Beobachter warnen davor, die Folgen der Sozialproteste in Frankreich für die anstehende Europawahl zu unterschätzen.

GD – 11/2018

Hunderttausende Franzosen demonstrieren mehr oder weniger friedlich gegen die für nicht unerhebliche Teile der französischen Bevölkerung offenbar negativen Auswirkungen der Politik Emmanuel Macrons und seines Premierministers. Das Spektrum der Protestierenden ist, nach übereinstimmenden Zeitungsberichten, offenbar ebenso weitgefächert wie der Personenkreis der Aktiven. Nahezu das gesamte politische Spektrum sei in der einen oder anderen Frage involviert. Das „Markenzeichen“ der Protestierer in den Straßen sind übergezogene Warnwesten in Gelb, wie sie jeder Autofahrer in seinem Fahrzeug mitführen muss.

Ein wichtiger Auslöser, wenngleich wohl nach Meinung von Beobachtern nicht eben die Ursache, war die zusätzliche Steuerbelastung auf Treibstoff. Dieser erreicht mit rund zwei Euro pro Liter in Frankreich mittlerweile beträchtliche Höhen und betrifft Arbeitspendler ebenso wie Menschen, die als Gewerbetreibende auf erträgliche Kraftstoffpreise angewiesen sind.

Die weitgehend im Internet organisierten Proteste sind in Frankreich neu. Nicht klassische Organisationen, wie Gewerkschaften, Kirchen oder Interessenvereine, sondern „entrüstete Bürgerinnen und Bürger“ werfen dem noch vor etwas mehr als einem Jahr euphorisch gewählten Präsidenten und seiner Regierung vor, ihnen „zu viel zuzumuten“. Das Spektrum dabei reicht von der hohen Steuerlast, dem strukturell vernachlässigten ländlichen Raum, den spürbaren Verknappungen im einst großzügigen sozialen Gesundheitswesen mit wachsenden Wartelisten, die Frankreich früher als „englische Krankheit“ bewertete.
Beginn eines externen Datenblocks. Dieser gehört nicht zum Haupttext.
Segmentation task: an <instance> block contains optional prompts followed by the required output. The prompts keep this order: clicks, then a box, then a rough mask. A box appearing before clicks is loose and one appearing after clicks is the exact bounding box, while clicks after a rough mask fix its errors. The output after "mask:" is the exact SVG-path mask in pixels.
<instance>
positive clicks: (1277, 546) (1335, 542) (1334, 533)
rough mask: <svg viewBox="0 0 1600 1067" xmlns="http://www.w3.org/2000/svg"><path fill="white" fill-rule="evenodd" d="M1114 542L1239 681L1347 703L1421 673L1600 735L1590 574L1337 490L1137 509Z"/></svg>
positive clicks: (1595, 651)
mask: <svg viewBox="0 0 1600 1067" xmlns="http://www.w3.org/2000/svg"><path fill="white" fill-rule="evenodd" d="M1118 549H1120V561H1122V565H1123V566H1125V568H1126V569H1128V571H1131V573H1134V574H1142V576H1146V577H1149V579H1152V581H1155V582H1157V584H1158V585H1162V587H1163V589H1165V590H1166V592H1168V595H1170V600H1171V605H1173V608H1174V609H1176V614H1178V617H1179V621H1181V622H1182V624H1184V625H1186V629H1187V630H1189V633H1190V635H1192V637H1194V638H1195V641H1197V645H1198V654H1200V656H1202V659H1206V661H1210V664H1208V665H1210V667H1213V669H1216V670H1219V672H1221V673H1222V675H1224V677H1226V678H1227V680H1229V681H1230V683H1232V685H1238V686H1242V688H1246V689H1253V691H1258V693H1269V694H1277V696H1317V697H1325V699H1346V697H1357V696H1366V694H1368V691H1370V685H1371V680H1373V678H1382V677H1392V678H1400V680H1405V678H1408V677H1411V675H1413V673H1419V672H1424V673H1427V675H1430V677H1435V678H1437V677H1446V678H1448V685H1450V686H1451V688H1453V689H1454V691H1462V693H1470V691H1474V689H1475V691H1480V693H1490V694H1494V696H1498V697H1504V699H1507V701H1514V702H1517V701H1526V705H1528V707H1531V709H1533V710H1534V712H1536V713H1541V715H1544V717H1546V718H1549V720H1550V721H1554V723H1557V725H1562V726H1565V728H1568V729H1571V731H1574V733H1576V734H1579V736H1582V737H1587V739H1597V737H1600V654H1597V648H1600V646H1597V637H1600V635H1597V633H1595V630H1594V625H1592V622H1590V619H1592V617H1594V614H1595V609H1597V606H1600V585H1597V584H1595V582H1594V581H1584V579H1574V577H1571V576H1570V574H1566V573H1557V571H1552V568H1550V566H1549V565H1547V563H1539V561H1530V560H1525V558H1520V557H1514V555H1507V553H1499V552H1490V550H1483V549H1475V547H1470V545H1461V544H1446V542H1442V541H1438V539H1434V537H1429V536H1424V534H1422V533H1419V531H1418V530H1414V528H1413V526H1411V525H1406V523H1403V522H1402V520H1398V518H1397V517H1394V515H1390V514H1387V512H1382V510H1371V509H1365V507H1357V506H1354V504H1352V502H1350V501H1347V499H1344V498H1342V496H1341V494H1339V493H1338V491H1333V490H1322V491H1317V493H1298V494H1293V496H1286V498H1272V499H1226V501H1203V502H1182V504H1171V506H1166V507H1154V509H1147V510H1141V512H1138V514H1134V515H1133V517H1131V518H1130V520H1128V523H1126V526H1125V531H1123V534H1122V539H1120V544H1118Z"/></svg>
Christophe Guilly, Geograf und Sozialforscher, erkennt hier eine neu Sollbruchstelle der politischen Affinitäten. Bürgerunmut, ja Wut habe sich an einer Vielzahl oft sozialer Fragen aufgestaut und kollidiere mit der „Abgehobenheit“ der politisch Verantwortlichen. Lineare Sparpolitik des Staates treffe somit Krankenhauspflege, Arztzugänglichkeit und Erwerbschancen gleichermaßen, beschreibt er für sein Heimatland in seinem Buch „No Society – Das Ende der westlichen Mittelschicht“.

Beobachter berichten, wie die Parteien nun versuchen, aus dem Protest für sich Vorteile zu verbuchen. „Autofeindlichkeit“, festgemacht am geplanten „Dieselausstieg“, ausgerechnet im Land der Diesel-PKW und kräftigen Steuererhöhungen, verbindet sich mit sozialer Ausgrenzung, mangelnder Zugangschancen zum Internet und infrastruktureller Verknappung im Gesundheitswesen.